On the heels of last year's anniversary celebrations of Charles Darwin's On the Origin of Species and C. P. Snow's 'Two Cultures' essay, an interdisciplinary view of evolutionary theory by philosopher Jerry Fodor and cognitive scientist Massimo Piattelli-Palmarini might be anticipated with interest. Unfortunately, What Darwin Got Wrong fails to bridge these two cultures.

By misusing philosophical distinctions and misinterpreting the literature on natural selection, Fodor and Piattelli-Palmarini make a mess of what could have been an important contribution. The authors are correct in two of their assessments. Namely that: mainstream evolutionary biology has become complacent with the nearly 70-year-old Modern Synthesis, which reconciled the original theory of natural selection with Mendelian and population genetics; and that the field needs to extend the conceptual arsenal of evolutionary theory. But in claiming that there are fundamental flaws in an edifice that has withstood a century and a half of critical examination, Fodor and Piattelli-Palmarini err horribly.

The authors' argument against “Darwinism” boils down to a two-pronged attack. First, they claim that biologists' emphasis on ecological, or exogenous, factors is misplaced because endogenous genetic and developmental constraints play a crucial part in generating organic forms. Second, they argue that natural selection cannot be an evolutionary mechanism because evolution is a historical process, and history is “just one damned thing after another” with no overarching logic.

The first claim represents a distortion of the literature. The relative importance of natural selection and internal constraints has always been contended by biologists: molecular and developmental biologists tend to focus on internal mechanisms; ecologists and evolutionary biologists prefer to address external ones. But even Darwin accepted the importance of both: in Origin, his 'laws of variation' acknowledge that variation is constrained, and his 'correlation of growth' implies that organismal traits are interdependent.

Fodor and Piattelli-Palmarini misappropriate the famous critique of adaptationism (the idea that natural selection is sufficient to explain every complex biological trait) that Stephen Jay Gould and Richard Lewontin presented in their 'spandrels' paper of 1979. Gould and Lewontin warned about the dangers of invoking natural selection without considering alternatives. But Fodor and Piattelli-Palmarini grossly overstate that case, concluding that natural selection has little or no role in the generation of biological complexity, contrary to much evidence.

In their second line of attack, Fodor and Piattelli-Palmarini maintain that biological phenomena are a matter of historical contingency.

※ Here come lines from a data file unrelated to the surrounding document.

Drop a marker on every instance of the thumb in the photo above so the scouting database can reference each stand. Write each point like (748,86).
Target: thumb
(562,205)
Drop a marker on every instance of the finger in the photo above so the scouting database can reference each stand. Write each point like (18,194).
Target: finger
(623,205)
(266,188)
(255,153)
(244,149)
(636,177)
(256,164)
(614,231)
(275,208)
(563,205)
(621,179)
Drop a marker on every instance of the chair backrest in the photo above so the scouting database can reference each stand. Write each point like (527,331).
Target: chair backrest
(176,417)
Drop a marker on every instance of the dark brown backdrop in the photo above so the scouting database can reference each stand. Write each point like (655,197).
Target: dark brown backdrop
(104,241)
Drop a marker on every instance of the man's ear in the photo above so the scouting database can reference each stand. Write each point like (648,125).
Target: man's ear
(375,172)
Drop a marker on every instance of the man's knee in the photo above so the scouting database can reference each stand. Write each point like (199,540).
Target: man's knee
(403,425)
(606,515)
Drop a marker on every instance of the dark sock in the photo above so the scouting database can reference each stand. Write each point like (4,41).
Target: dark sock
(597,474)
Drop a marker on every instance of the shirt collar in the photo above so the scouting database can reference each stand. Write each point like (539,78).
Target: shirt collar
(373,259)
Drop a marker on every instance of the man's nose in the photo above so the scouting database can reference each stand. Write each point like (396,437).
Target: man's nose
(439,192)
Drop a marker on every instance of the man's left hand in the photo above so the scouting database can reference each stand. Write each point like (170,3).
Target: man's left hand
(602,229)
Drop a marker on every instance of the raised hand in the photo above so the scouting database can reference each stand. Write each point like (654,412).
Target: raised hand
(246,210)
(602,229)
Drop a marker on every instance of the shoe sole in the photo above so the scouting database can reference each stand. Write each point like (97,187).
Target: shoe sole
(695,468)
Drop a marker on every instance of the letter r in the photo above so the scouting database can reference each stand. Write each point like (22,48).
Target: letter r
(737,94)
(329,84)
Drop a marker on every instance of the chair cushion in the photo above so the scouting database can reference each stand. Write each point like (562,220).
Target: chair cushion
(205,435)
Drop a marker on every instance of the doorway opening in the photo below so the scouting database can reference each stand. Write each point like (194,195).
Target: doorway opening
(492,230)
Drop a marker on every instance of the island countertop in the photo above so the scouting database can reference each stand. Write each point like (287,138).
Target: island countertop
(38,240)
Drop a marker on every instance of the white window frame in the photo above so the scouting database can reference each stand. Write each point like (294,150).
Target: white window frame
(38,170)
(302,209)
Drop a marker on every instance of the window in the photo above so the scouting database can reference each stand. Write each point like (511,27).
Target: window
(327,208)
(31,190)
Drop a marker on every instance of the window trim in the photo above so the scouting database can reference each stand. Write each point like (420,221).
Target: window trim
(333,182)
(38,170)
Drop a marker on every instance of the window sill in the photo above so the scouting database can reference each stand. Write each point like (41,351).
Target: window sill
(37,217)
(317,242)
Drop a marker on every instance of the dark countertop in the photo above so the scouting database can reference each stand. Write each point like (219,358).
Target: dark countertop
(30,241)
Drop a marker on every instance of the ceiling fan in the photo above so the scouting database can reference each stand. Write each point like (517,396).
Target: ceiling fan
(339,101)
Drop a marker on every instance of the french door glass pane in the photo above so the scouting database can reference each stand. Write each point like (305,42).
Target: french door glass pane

They argue that generalizations are impossible because of the interplay of too many local conditions, such as ecology, genetics and chance. In their narrow view of what counts as science, only law-like processes allow for the testability of scientific hypotheses. Thus, they claim, an explanation of adaptations that is based on natural selection is defensible in only two cases — if there is intelligent design, or if there are laws of biology analogous to those of physics, both of which they reject. Here the authors ignore the entire field of evolutionary ecology, countless examples of convergent evolution of similar structures in different lineages that show the historical predictability of evolutionary processes, and the literature on experimental evolution, in which similar conditions consistently yield similar outcomes. There is clearly a logic to evolution.

Evolutionary biology is a mix of chance and necessity, as French biologist Jacques Monod famously put it, in which endogenous and exogenous factors are in constant interplay. It is a fertile area for rigorous philosophical analysis. Fodor and Piattelli-Palmarini offer only sterile and wrongheaded criticism. Fortunately, other philosophers of science and theoretical biologists are coming together to clarify and build on the conceptual foundations of science and explore issues of its practice; this is a better way to bridge the two cultures.